At one point, referring to the bit linked with Martin's picture here, he talks about having watched and listened to this over and over and over and trying to fathom what must have been in Martin's mind. So unfathomable to him it seems. And the Reverend had to mention that Martin always knew he was in danger of being killed at any moment. I submit to you that Martin had been told in no uncertain terms that he would be assassinated if he did not immediately sit down and shut up. He did not, and he looks in each moment in this clip as if he were expecting the bullet to enter his face while he issued these immortal words. Lydon wondered too about his swift and purposeful departure from the podium. He was getting out of probable rifle sights, you dimwit.

He stood up and said maybe the most deeply meaningful words spoken in history, knowing they might very well be his last, they might very well not even get all the way out, and Lydon yimmers his mystification about it to Martin's old friend tonight in front of someone who would have given her life to save him then and would still give it to bring him back now.

I was fifteen when they murdered him. He'd been my hero already for some years. He was the one who put the truth in front of me so I could know it, answered my bewilderment over coming face to face with darker strangers who seemed to both hate me and fear me, even as a very little girl. He spoke of the same country the Kennedys did. He spoke to all humanity, for blessed once not to one side or the other of one made up thing or another.
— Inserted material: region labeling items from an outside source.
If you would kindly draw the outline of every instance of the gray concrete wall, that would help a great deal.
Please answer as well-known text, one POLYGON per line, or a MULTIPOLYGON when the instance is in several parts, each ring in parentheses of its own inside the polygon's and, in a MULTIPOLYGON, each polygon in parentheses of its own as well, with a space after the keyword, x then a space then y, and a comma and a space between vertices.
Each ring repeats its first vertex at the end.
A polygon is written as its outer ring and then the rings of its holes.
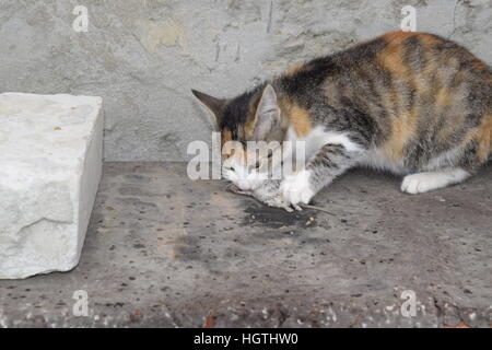
POLYGON ((289 66, 398 30, 464 44, 492 63, 490 0, 2 0, 0 92, 99 95, 108 161, 177 161, 210 140, 190 88, 232 96, 289 66), (77 33, 75 5, 89 10, 77 33))

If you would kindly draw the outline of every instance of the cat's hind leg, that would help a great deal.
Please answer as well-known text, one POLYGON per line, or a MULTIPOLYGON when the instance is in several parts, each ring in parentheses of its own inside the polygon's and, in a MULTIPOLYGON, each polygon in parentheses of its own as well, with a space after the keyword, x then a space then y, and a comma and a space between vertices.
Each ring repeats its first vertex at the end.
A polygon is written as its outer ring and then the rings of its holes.
POLYGON ((422 194, 458 184, 469 176, 470 173, 461 167, 410 174, 403 177, 401 191, 412 195, 422 194))

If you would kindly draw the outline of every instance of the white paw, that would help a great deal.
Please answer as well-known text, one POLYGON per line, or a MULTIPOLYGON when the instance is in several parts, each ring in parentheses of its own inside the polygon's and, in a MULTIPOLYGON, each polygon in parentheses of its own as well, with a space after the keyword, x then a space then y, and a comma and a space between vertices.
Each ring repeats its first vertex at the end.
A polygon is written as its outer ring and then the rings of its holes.
POLYGON ((408 194, 422 194, 432 189, 444 187, 448 184, 447 178, 440 173, 420 173, 403 177, 401 191, 408 194))
POLYGON ((280 185, 280 192, 283 198, 294 206, 298 202, 307 205, 315 195, 311 189, 309 176, 311 172, 304 170, 295 175, 285 177, 280 185))

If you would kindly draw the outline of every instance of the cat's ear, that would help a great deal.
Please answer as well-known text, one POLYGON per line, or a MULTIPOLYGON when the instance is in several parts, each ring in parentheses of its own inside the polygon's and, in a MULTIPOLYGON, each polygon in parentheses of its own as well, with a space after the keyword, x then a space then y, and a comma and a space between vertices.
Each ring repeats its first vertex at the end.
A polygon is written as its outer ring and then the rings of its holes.
POLYGON ((206 93, 191 89, 195 97, 197 97, 212 114, 215 116, 215 122, 219 126, 222 118, 222 113, 225 106, 225 100, 210 96, 206 93))
POLYGON ((263 89, 255 116, 255 139, 263 140, 268 133, 280 125, 280 107, 272 85, 263 89))

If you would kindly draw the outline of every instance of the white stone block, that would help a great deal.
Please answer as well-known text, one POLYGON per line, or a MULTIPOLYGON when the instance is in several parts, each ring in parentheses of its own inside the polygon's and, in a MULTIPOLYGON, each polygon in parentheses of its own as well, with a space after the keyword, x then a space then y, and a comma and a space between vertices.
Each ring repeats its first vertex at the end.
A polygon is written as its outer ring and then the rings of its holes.
POLYGON ((79 262, 102 175, 102 98, 0 94, 0 279, 79 262))

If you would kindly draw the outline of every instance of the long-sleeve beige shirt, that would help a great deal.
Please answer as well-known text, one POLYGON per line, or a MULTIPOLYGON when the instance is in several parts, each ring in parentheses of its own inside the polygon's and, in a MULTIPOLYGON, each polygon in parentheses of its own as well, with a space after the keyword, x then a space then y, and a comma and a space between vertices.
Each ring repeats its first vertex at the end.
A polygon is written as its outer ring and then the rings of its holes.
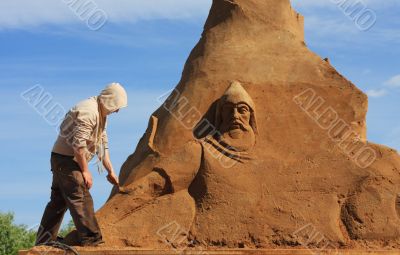
POLYGON ((86 99, 66 114, 53 152, 73 156, 74 149, 87 148, 86 158, 91 160, 108 147, 105 126, 106 117, 100 114, 98 97, 86 99))

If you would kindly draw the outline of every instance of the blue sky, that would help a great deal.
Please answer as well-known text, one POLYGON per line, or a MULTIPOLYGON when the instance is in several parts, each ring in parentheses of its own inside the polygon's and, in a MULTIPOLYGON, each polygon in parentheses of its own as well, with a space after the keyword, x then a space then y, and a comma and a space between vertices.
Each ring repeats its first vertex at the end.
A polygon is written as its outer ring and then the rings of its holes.
MULTIPOLYGON (((0 211, 15 212, 17 223, 28 226, 40 221, 49 199, 57 128, 21 93, 40 84, 52 103, 68 109, 109 82, 122 83, 129 107, 109 120, 119 171, 159 106, 157 98, 179 81, 211 5, 211 0, 94 0, 107 22, 92 31, 70 1, 0 2, 0 211)), ((376 15, 367 31, 358 29, 338 0, 292 2, 305 16, 307 45, 370 95, 369 140, 400 149, 400 2, 361 1, 376 15)), ((92 169, 99 208, 111 185, 92 169)))

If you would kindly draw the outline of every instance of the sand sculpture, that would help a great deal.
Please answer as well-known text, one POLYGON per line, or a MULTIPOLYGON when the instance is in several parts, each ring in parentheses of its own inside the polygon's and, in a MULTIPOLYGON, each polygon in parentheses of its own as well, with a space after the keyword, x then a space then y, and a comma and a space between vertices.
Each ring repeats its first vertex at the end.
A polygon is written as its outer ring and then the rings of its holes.
POLYGON ((400 161, 289 0, 214 0, 97 216, 108 245, 400 247, 400 161), (178 231, 179 230, 179 231, 178 231), (311 231, 311 232, 310 232, 311 231), (314 238, 313 238, 314 237, 314 238))

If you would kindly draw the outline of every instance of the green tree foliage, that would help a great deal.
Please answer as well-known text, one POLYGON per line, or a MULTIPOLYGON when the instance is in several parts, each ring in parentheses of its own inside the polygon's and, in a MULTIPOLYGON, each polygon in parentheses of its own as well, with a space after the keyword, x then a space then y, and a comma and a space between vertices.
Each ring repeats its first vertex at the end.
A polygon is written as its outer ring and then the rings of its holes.
POLYGON ((35 243, 36 230, 14 224, 13 213, 0 213, 0 254, 16 255, 18 250, 28 249, 35 243))
POLYGON ((67 225, 65 225, 61 230, 60 233, 58 234, 61 237, 65 237, 69 232, 75 229, 74 222, 70 220, 67 225))
MULTIPOLYGON (((64 237, 74 229, 70 221, 59 233, 64 237)), ((0 255, 17 255, 19 250, 30 249, 35 245, 36 228, 16 225, 13 213, 0 212, 0 255)))

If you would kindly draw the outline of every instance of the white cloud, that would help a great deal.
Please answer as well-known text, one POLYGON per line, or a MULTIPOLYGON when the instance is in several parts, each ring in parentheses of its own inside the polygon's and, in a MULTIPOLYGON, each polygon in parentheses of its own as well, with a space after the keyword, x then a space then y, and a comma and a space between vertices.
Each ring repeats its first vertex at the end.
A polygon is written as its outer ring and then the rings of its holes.
POLYGON ((385 89, 371 89, 367 91, 369 97, 383 97, 387 94, 385 89))
POLYGON ((295 7, 335 7, 342 3, 345 6, 360 2, 363 3, 367 8, 382 9, 392 6, 400 6, 398 0, 291 0, 292 5, 295 7))
POLYGON ((389 80, 385 81, 384 85, 388 87, 400 87, 400 74, 395 75, 389 80))
MULTIPOLYGON (((188 19, 207 14, 211 0, 12 0, 0 1, 0 29, 81 22, 68 3, 95 3, 109 22, 142 19, 188 19)), ((76 8, 75 8, 76 9, 76 8)))

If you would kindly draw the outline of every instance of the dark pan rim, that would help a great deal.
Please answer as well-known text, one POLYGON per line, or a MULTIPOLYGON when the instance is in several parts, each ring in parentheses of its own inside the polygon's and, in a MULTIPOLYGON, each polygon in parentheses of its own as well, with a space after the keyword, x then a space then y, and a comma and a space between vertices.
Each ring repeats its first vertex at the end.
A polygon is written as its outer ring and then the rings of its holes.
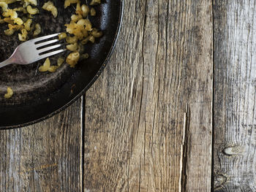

I haven't even been able to think the words "I have a dream" without tears welling and my fist shooting up to pump the air since he first said them to the world at the Lincoln Memorial.

There's another netcasting guy who has pissed me off so badly I want hotly to do something so violent upon him in person that he will never open his mouth in public again. Bob Kincaid. He's so fixated on dissing "the religion industry" he does stuff like insult Islamic women in their "beekeeper suits" -- which I understand is a Robin Williams joke and it was funny as that, once, but not as a habitual (no pun) mode of talking about them -- and then goes on to mention that he does think well of Dr. King... "even though he always talked about his invisible friend".

Well, I'm sorry, Bob, but I've never had an inclination to religion in my life, not even as a credulous small child in Sunday School, but I can tell when someone is speaking the truth... with whatever terms he uses to express it. That you are too thick-witted to discern Martin would have known far better than you how to say what needed to be said doesn't let you off the hook for your filthy mouth. He was talking about actual reality to a world inured to putative realities, and he had to use the language that brought his audience to the level on which they could hear it... hear real truth. He was speaking to our truest selves, that which people call "spirit" or "soul", and in his time, in his school, with his people, that was how you addressed the unsayable in words. It still is for many, no matter if there are literally millions misusing the terms.

But that's not even it, is it? You're so busy portraying yourself as an iconoclastic bugger you take no heed of the transcendental insults you sling as you go about your merry self-portraiture to the few marveling at the vocabulary of a hillbilly talking into a mic. Problem is: We should call you "Moe".

My heroes were murdered one by one. The men that I most admired, slaughtered for wanting my health and well-being over the profits of plutocrats. I was asking my teachers why all the great men in history had been murdered or killed themselves. Why do the beautiful almost always die before their times? Why is the penalty for genius death? How could such great love be met with such coldness, such vicious fear, such seething hate? And they were picking off the living heroes as though they were yanking off my limbs right in the here and now, not just in my history books.

Even so, I would have as many heroes as beings and die instead. What's wrong with all these so-called talkers? These so-called bloggers? These so-called media people? Is their vision so blurred, their intelligence so muddled they cannot come up on the truth or even the subject of heroes who knew and told and lived the truth without exposing only their stunted wits and vital ineptitude? This seems like sacrilege to me.

We need those heroes back! Not their lineage bestowed in the hope of encouraging some charming dope to greatness. It would be enough to just have our dead heroes be left whole until at least we've grown real ones again to take up their cause, but everyone who tries to get on the subject just keeps blowing it so badly! Not even real enough to come up to Martin's knees, for crying out loud. How are we going to grow heroes if that is the best we can do?